Sugar waste used for food packaging

By Charlotte Eyre

- Last updated on GMT

Related tags: Sugar

Bagasse, a previously useless waste product from sugar cane, can
now be used to make biodegradeable packaging for food products in
Thailand, its manufacturers claim.

With governments now concerned that Asia's rapid economic growth is leading to disastrous environmental harm, alternatives to plastic packaging are constantly being sought by food companies in the continent. The new "bagasse boxes" are made out of agricultural sugar waste, and so decompose after use, claims its Thai manufacturer, the Biodegradeable Packaging for Environment company. The packaging can be used instead of traditional plastic-based packaging, the company said, and so are both safe for human health and environmentally friendly. According to the newspaper the Bangkok Independent, the company created the packaging because of its breakthrough in developing a binder substance that forces bagasse pulp particles to join together. The resulting substance is both heat- and water-proof, and has passed US Food and Drugs Administration (FDA) standards, the newspaper said. The project was funded in part by the Thai National Innovation Agency (NIA), which donated Bt20m to the project as part of a drive to encourage the development of bio-based products across the country.
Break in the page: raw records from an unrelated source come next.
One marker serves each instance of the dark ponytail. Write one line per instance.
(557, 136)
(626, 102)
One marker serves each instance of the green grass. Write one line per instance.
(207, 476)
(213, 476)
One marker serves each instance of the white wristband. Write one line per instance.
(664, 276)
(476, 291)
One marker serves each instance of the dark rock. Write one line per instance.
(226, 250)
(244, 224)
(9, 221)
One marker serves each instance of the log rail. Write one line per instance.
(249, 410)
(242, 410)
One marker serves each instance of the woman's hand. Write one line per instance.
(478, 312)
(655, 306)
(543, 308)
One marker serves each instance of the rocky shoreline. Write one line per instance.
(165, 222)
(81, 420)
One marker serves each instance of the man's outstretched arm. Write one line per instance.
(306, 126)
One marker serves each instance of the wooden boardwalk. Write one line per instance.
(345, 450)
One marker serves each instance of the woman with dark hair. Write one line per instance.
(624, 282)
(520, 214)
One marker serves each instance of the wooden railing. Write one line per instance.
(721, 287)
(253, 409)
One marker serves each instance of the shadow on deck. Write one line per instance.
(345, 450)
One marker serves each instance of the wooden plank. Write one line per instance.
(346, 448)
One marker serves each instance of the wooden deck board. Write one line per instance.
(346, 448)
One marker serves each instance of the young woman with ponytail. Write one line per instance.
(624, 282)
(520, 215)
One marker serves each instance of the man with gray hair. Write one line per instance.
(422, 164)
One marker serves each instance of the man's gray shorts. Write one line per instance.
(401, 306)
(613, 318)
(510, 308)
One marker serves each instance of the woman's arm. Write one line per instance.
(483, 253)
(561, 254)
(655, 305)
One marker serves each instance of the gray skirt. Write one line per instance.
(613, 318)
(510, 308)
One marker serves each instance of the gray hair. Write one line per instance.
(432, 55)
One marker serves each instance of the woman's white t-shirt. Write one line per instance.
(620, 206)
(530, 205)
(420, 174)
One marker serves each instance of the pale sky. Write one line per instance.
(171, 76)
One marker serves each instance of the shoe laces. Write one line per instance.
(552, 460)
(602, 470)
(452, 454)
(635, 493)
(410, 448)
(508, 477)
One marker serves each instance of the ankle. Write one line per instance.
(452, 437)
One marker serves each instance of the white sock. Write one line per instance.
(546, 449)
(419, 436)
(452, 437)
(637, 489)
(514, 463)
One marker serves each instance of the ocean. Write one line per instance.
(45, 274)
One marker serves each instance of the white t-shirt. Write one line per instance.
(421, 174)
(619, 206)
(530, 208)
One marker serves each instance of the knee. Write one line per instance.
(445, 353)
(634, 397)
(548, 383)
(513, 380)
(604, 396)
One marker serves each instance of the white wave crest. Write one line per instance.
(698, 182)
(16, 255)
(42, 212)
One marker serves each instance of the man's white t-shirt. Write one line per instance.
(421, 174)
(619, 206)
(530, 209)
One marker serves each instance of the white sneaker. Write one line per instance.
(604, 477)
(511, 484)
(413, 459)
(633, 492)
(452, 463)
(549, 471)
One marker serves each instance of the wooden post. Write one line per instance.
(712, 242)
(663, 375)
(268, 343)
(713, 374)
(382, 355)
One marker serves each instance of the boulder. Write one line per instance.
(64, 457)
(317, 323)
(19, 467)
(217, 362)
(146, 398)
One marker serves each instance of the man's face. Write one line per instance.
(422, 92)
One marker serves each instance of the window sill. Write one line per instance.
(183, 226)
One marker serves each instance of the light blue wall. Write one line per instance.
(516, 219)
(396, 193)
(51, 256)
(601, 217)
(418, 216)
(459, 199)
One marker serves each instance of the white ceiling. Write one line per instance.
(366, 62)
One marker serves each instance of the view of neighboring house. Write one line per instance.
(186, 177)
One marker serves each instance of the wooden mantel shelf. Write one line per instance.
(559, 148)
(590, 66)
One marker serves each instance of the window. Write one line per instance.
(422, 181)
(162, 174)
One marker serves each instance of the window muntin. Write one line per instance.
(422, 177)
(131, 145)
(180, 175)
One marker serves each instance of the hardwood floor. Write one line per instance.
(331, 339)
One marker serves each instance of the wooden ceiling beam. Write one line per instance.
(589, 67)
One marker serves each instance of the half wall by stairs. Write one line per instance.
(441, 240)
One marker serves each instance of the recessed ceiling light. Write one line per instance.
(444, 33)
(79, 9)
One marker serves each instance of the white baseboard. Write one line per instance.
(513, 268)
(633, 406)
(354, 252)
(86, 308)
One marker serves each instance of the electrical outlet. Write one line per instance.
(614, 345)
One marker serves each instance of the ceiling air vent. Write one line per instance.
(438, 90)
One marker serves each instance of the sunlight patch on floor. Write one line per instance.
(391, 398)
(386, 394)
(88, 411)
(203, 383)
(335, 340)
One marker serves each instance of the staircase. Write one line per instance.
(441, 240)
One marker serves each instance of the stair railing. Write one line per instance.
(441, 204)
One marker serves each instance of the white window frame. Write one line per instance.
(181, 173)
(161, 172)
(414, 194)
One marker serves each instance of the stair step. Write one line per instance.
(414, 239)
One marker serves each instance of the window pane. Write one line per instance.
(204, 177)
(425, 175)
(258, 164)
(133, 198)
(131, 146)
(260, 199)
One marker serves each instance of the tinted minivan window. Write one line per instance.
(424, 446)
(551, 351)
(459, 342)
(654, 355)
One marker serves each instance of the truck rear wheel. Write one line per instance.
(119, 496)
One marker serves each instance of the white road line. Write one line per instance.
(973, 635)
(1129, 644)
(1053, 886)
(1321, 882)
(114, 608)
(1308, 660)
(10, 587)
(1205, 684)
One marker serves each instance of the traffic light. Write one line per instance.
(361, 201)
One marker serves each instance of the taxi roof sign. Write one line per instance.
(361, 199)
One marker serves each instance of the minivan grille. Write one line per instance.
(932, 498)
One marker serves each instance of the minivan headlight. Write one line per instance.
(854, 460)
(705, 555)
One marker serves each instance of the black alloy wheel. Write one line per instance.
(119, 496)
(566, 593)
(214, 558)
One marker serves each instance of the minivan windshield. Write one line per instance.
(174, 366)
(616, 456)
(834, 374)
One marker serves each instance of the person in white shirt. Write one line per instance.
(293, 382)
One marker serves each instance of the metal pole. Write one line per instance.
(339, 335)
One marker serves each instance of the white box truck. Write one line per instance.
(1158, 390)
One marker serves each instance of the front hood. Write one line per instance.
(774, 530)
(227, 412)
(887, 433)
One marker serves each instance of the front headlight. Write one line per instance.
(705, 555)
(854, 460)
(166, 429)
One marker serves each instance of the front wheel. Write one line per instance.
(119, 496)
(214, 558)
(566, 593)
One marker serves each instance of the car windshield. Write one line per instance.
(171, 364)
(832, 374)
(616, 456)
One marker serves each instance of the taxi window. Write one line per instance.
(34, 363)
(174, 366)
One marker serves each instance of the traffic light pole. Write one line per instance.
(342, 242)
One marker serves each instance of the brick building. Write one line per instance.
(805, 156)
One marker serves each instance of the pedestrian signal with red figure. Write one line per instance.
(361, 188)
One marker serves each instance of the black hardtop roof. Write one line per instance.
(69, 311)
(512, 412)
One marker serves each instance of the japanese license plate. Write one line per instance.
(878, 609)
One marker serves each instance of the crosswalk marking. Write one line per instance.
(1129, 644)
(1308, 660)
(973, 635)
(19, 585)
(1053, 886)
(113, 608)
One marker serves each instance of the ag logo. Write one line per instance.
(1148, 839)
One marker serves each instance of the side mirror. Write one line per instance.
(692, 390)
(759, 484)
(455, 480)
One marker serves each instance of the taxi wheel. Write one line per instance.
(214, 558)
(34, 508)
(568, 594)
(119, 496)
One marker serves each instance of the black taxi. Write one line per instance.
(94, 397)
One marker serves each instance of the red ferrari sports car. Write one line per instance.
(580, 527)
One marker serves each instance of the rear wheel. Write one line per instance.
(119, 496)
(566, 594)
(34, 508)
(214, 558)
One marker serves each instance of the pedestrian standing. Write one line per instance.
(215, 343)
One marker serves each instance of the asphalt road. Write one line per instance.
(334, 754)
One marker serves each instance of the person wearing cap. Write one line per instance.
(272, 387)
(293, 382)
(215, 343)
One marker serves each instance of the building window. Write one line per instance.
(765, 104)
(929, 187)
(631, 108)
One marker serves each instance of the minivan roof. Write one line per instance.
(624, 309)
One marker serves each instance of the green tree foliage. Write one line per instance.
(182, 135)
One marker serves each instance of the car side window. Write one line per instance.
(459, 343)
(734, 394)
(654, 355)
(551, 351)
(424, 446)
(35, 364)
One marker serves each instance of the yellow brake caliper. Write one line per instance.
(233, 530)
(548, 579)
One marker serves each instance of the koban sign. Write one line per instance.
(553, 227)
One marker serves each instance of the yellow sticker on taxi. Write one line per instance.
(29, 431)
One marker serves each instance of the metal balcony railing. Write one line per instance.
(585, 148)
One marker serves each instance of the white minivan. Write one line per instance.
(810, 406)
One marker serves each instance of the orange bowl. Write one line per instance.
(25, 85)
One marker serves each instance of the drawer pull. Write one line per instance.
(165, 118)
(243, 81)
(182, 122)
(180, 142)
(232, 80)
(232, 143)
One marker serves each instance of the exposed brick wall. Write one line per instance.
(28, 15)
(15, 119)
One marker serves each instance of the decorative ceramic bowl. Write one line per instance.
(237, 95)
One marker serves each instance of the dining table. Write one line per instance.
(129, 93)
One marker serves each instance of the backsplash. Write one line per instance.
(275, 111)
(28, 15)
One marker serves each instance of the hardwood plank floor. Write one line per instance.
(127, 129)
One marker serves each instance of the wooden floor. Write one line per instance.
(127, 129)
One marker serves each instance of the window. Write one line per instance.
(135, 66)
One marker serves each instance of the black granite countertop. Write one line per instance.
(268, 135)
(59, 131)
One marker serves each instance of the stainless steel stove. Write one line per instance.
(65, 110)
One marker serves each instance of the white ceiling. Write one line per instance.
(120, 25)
Over the past five years packaging suppliers have been introducing various forms of biodegradable plastics made from a variety of plants, in the main corn, as a clean alternative to petroleum-based plastics. Some companies predict that the environmentally-friendly packaging market will grow by about 20 per cent a year, as an alternativeto petroleum-based packaging such as the widely-used polyethylene terephthalate (PET). Bagasse is a fibre product produced from sugarcane waste, often thrown away as uneconomical waste. However many companies around the world have started to catch on to the idea that Bagasse can make a cheap but efficient way of packaging foods. Cadbury is possibly the largest company currently using bagasse as part of it's ethical concern plans. In India, the company's Induri plant uses it as a renewable fuel to provide steam for manufacturing.